The Fed begins its long and gradual exit

When we look back on the FOMC meeting on June 19 2013, it will probably be seen as the moment when the Fed signalled that it was beginning the long and gradual exit from its programme of unconventional monetary easing. The reason for this was clear in the committee’s statement, which said that the downside risks to economic activity had diminished since last autumn, presumably because the US economy had navigated the fiscal tightening better than expected and the risks surrounding the euro had abated.

This was the smoking gun in the statement. With downside risks declining, the need for an emergency programme of monetary easing was no longer so compelling. The Fed has been the unequivocal friend of the markets for much of the time since 2009, and certainly ever since last September. That comfortable assumption no longer applies.
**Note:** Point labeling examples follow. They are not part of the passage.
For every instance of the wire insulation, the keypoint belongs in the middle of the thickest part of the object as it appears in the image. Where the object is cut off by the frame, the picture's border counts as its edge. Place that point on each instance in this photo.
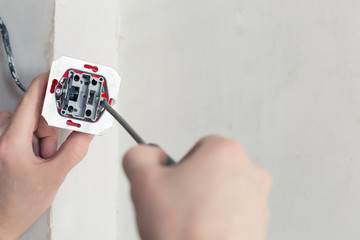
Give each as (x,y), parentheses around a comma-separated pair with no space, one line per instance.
(8,50)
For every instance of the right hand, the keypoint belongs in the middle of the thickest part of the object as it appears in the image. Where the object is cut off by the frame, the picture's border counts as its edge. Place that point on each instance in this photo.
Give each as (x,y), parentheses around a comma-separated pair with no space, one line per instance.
(215,192)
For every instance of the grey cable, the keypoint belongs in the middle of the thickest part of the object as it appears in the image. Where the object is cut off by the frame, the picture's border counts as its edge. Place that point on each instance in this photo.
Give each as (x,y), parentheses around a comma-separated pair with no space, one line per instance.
(8,50)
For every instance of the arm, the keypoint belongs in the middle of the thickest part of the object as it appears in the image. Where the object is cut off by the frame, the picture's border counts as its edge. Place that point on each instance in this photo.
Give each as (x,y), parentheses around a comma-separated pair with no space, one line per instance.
(31,167)
(215,192)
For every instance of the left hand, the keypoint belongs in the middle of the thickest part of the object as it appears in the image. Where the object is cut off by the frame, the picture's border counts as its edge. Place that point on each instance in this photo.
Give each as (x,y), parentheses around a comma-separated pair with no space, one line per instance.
(31,167)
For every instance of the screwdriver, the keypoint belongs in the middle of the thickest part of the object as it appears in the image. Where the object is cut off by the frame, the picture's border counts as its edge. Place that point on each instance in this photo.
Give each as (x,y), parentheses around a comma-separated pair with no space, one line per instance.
(131,131)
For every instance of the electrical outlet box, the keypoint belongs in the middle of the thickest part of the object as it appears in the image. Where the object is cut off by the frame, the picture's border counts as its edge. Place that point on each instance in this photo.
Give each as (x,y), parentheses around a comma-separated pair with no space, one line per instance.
(74,92)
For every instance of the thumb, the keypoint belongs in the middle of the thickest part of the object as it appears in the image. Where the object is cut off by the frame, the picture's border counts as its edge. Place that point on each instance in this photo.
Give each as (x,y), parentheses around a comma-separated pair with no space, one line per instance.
(143,159)
(72,151)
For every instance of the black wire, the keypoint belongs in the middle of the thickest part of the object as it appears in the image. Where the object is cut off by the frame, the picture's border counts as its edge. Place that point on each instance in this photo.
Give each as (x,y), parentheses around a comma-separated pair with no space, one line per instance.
(6,40)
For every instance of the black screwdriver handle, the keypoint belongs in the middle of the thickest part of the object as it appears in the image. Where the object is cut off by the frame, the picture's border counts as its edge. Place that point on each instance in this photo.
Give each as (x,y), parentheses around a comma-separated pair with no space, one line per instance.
(131,131)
Fed chairman Ben Bernanke, however, went to great lengths to mitigate the hawkish overtones of this message in several respects. The asset purchase programme would be ended only when the US unemployment rate has fallen to 7 per cent, which the central bank expects to happen by mid-2014, he said. In the meantime, the pace of asset purchases could be increased as well as reduced, depending on the incoming economic data.

As expected, the chairman also emphasised as strongly as he possibly could that the date of the first rise in the federal funds rate would follow a long time after QE3 ends. The 6.5 per cent unemployment threshold required for this to occur was certainly not to be viewed as an automatic trigger, and there were hints that this figure could be reduced before too long. This is welcome, since 6.5 per cent has looked too high for quite a while.
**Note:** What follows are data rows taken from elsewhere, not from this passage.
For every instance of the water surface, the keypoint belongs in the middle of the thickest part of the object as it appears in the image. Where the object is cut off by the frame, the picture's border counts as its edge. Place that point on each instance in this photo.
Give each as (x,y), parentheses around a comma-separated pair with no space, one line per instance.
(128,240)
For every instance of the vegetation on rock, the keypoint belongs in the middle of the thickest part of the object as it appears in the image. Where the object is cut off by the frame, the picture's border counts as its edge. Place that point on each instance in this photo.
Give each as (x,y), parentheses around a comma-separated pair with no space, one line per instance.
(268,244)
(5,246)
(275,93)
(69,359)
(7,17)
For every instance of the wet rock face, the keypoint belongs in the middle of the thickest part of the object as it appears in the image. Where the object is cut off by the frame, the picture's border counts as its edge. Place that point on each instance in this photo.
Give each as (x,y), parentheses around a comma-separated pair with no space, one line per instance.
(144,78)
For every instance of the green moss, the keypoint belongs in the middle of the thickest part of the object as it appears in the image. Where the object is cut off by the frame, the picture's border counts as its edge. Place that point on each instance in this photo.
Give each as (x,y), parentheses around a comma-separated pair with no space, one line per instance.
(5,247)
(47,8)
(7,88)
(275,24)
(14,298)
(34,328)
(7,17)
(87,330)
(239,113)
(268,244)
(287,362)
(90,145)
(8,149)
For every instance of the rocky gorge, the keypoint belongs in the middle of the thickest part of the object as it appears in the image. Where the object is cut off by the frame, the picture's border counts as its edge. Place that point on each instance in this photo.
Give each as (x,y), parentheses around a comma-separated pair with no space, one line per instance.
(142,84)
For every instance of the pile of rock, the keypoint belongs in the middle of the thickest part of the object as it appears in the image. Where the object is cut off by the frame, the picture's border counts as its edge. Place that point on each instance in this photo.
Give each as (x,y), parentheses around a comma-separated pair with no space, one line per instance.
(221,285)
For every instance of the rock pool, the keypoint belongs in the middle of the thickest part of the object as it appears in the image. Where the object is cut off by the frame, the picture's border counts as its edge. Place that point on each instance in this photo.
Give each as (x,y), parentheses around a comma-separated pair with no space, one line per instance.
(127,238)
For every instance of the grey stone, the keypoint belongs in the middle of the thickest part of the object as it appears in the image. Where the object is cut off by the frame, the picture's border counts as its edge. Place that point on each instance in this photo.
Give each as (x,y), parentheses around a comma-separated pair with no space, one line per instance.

The Fed has taken a calculated risk by starting the exit process before there has been any significant improvement in the labour market, only the expectation of one. Past experience suggests that the bond market might be very sensitive to the first signs that the central bank is losing its enthusiasm for further easing. In 1993-94, and to a lesser extent in 2003, bond yields rose sharply, and the equity market fell for a time, on the first indication that the Fed might be contemplating a change in direction. Since central banks tend to manoeuvre very slowly, somewhat like supertankers, this is a rational response, and it has already shown signs of taking hold this time.

The big risk is that bond yields will rise too far, before the improvement in the labour market has been given enough chance to gather momentum. When Bernanke commented in May that tapering could take place “in the next few meetings”, it seemed that the Fed might be reneging on its commitment that asset purchases would continue until there had been a substantial improvement in the outlook for the labour market, in the context of price stability. Many were ready to criticise the Fed for this, but tapering has now been made explicitly contingent on further, specified improvements in the labour market, which is a much better place to be.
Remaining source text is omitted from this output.